Cash certainty over conditional bids

In an open letter, MIXI President Koki Kimura emphasised that the deal provides full cash consideration, offering certainty of value while shielding investors from ongoing risks—especially those related to the Canadian market’s profitability struggles and rising tax pressures in Australia. “Our offer is fully funded and unanimously recommended by the PointsBet board. We believe it delivers compelling value and immediate liquidity,” Kimura wrote.

The takeover is subject to standard conditions. These include a minimum 50.1 percent shareholder acceptance, Foreign Investment Review Board (FIRB) approval, and the absence of material adverse changes. Importantly, it is not subject to financing conditions, and shareholders will not pay any stamp duty or brokerage fees.

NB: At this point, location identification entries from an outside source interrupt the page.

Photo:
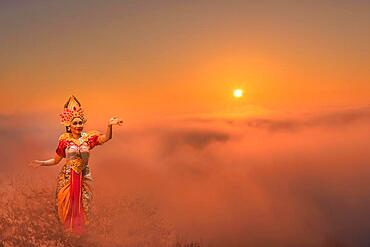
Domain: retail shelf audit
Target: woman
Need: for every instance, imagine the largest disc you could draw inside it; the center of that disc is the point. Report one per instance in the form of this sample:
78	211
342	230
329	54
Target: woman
73	194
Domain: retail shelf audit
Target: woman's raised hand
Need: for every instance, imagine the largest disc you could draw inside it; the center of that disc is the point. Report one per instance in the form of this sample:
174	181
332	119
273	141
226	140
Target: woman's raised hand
115	121
35	163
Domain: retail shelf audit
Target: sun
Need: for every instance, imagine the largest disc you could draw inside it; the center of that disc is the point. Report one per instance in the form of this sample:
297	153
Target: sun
238	93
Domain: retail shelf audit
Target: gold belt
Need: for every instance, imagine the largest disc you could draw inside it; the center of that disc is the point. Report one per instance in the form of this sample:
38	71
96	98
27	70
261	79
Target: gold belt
76	164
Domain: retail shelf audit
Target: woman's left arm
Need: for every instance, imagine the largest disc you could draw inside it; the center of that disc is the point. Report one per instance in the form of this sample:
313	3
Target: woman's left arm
108	135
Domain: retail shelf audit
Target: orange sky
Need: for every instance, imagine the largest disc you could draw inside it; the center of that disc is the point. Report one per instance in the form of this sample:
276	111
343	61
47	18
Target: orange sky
172	58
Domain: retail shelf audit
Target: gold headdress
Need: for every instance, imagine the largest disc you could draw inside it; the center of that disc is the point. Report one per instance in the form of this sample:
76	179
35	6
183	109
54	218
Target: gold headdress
72	109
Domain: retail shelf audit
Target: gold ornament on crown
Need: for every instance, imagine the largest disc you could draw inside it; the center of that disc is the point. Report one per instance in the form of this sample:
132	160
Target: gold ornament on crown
72	109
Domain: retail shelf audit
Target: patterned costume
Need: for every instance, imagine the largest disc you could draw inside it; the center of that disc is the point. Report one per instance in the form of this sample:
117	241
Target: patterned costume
73	194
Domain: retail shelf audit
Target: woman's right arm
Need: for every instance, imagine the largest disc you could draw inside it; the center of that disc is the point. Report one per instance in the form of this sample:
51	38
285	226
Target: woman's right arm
50	162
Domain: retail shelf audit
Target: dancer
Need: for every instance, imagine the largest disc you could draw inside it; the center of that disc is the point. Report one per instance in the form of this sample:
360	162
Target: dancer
73	193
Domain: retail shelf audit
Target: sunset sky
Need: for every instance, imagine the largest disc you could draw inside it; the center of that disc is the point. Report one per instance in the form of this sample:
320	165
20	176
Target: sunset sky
153	58
286	164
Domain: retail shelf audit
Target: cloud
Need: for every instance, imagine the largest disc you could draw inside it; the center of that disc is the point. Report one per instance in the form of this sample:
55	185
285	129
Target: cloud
298	180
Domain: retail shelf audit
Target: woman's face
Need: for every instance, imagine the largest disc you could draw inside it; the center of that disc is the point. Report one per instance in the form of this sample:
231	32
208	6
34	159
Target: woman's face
77	126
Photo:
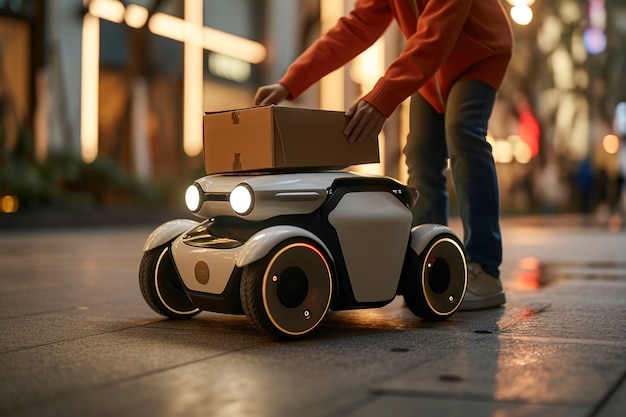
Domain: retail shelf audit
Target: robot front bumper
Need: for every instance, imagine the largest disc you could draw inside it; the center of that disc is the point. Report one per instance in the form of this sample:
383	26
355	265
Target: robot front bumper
206	266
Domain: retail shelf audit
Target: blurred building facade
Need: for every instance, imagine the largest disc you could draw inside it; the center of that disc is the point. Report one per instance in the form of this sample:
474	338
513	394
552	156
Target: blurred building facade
129	80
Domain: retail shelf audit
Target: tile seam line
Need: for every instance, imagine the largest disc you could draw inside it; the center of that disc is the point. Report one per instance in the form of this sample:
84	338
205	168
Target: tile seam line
145	324
115	382
382	392
607	396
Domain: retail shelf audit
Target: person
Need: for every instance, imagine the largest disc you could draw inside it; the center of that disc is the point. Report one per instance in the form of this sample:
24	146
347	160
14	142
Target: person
454	60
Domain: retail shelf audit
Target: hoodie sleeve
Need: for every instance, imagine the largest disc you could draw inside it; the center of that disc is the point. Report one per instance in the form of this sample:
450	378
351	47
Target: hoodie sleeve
438	27
349	37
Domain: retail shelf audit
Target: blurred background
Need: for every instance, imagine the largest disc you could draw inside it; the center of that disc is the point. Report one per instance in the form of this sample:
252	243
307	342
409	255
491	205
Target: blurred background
101	101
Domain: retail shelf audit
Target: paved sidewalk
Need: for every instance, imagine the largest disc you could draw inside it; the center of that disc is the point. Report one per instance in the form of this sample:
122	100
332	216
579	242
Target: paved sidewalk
78	340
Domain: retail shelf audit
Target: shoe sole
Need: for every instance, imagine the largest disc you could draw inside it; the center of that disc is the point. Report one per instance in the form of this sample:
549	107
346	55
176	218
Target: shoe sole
492	301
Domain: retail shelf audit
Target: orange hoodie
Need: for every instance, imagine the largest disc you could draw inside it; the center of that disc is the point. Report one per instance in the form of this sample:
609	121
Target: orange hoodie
447	40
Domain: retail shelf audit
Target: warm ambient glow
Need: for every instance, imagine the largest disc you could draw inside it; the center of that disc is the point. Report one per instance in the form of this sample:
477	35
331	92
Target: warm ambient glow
111	10
191	31
332	85
193	78
610	144
521	13
212	39
90	75
136	16
9	204
176	28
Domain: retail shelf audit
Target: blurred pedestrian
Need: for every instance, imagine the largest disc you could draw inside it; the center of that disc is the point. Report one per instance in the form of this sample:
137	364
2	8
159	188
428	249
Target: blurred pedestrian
455	57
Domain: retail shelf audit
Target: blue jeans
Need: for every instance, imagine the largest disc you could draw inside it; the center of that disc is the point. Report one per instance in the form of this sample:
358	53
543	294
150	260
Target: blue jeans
460	134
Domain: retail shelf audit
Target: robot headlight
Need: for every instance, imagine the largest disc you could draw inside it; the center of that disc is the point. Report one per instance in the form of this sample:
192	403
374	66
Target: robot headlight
194	197
242	199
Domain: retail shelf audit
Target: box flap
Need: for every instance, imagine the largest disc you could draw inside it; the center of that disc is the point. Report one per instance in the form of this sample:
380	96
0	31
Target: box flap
315	138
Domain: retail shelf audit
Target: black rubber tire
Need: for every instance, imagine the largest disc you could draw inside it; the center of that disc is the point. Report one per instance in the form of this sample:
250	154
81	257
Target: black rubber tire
287	294
434	282
161	287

Notably, MIXI’s proposal has already secured regulatory approval from both the Alcohol and Gaming Commission of Ontario and the Northern Territory Racing and Wagering Commission. These clearances allow the company to proceed without requiring repeat permissions—a notable advantage in a time-sensitive acquisition.

Bidding war intensifies

Only a day earlier, rival betr Entertainment filed its own all-scrip bid. The deal values PointsBet at up to AU$1.89 per share when factoring in projected cost synergies. But the PointsBet board has been quick to dismiss betr’s offer as less attractive, citing concerns around its conditionality and lack of cash certainty. PointsBet’s board has expressed concerns about the betr proposal, as it hinges on synergies that can only be realised if they gain 100 percent ownership, raising concerns among shareholders. The board has also cast doubt on the reliability of future performance metrics and noted that the buy-back component remains ambiguous. By contrast, MIXI’s offer eliminates guesswork. With fewer conditions, no hidden clauses, the deal provides immediate liquidity.